Hauptmenü Accesskey 1 Hauptinhalt 2 Footer 3 Suche 4 Impressum 8 Kontakt 9 Startseite 0
Neu Presse TV-Tipps Termine
© Queer Communications GmbH
https://www.queer.de/detail.php?article_id=13820
Home > Kommentare

Kommentare zu:
Michael Stipe ist zu 80 Prozent schwul


#1 FoXXXynessEhemaliges Profil
#2 Ilovelife
  • 08.03.2011, 16:25h
  • Mit R.E.M. und Herrn Stipe ist es genau wie mit dem medizinischen Phänomen, nach dem sie sich benannt haben: Rapid Eye Movement. Eine Schlafphase, die unter anderem durch schnelle Augenbewegungen gekennzeichnet ist. Zwar steigen da wohl Blutdruck und Puls an, der/die Betroffene merkt aber in der Regel nix davon.
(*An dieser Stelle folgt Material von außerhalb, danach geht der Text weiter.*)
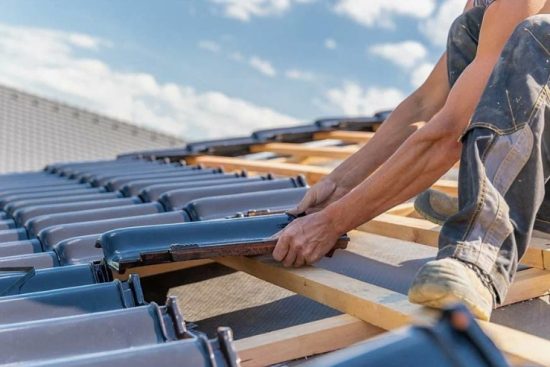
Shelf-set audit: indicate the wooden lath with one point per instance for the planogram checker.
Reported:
(427, 233)
(357, 137)
(377, 306)
(368, 309)
(312, 173)
(309, 339)
(298, 150)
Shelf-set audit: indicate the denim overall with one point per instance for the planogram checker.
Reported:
(505, 161)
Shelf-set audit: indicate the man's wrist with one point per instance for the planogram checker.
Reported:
(337, 217)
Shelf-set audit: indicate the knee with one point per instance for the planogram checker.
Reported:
(535, 28)
(466, 27)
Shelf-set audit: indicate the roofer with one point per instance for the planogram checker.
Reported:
(485, 102)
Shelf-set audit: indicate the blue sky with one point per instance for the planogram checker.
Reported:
(213, 68)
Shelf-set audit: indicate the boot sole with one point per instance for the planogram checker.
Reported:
(440, 301)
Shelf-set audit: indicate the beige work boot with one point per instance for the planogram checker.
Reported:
(442, 282)
(436, 206)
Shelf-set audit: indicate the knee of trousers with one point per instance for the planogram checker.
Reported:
(462, 42)
(536, 28)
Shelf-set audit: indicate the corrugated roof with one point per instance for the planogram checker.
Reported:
(36, 131)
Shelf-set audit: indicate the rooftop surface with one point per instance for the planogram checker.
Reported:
(148, 210)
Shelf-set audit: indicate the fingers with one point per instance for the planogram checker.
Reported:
(276, 235)
(308, 201)
(299, 261)
(290, 257)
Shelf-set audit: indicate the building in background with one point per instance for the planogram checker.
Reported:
(35, 131)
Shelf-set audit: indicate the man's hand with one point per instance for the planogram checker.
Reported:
(306, 240)
(319, 196)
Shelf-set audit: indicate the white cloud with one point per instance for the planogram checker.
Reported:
(236, 56)
(381, 12)
(45, 62)
(405, 54)
(437, 27)
(420, 74)
(351, 99)
(263, 66)
(302, 75)
(244, 10)
(209, 46)
(330, 44)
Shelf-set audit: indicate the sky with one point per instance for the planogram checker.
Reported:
(203, 69)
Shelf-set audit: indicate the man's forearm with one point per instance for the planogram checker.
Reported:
(385, 142)
(419, 107)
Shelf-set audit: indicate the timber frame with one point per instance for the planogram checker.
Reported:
(368, 310)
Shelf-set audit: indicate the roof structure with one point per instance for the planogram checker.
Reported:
(89, 250)
(37, 131)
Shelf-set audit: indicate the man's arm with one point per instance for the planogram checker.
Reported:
(420, 161)
(419, 107)
(407, 118)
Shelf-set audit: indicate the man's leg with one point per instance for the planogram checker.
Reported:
(504, 166)
(462, 45)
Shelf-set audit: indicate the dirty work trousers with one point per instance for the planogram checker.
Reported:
(505, 161)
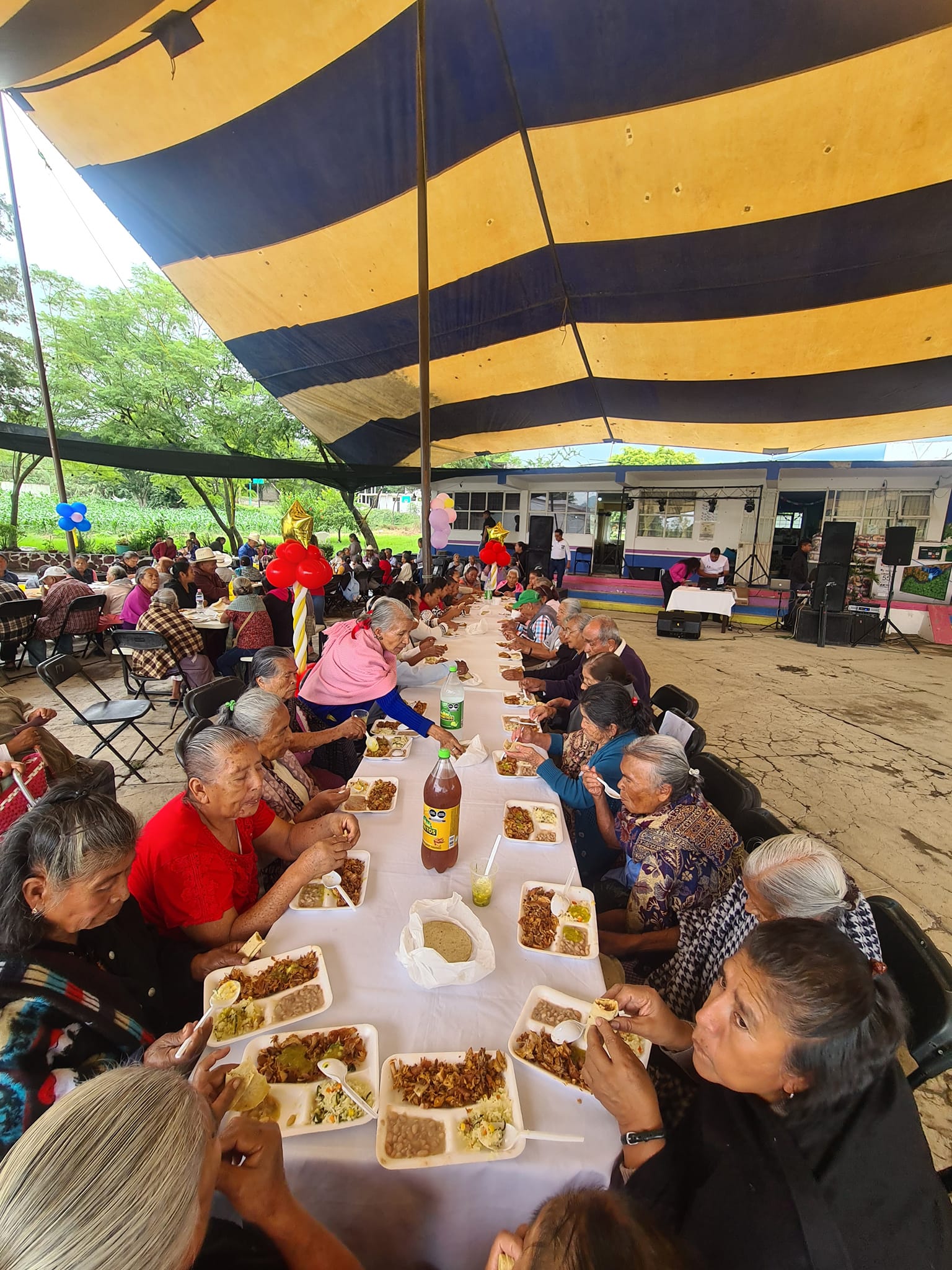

    Genauso sollte man es meiner Auffassung nach sowohl mit der einschläfernden Musik dieser zu Unrecht viel zu hochgejubelten Gruppe als auch mit den Äußerungen des sichtlich Midlife-Crisis-behafteten Sängers halten...
  • Antworten » | Direktlink »
#3 gniwerjProfil
  • 08.03.2011, 17:39hdortmund
  • Antwort auf #2 von Ilovelife
  • Leider verhält es sich mit schwulen Männern oftmals genauso wie mit homophoben Heteros, nämlich wenn sie auf bisexuelle Menschen treffen;)

    Heteros haben IMMER Probleme mit ihrer Sexualität, Homosexuelle sind natürlich die einzigen, die sich wirklich wohl fühlen und Bisexuelle haben nur noch nicht den richtigen gleichgeschlechtlichen Menschen gefunden oder trauen sich nicht;) ...ist klar Leute. Etwas mehr Akzeptanz für andere sexuelle Orientierungen wär schon angebracht. Mensch muss sich nicht über heteronormative Ignoranz beschweren um dann dieselben Fehler zu machen.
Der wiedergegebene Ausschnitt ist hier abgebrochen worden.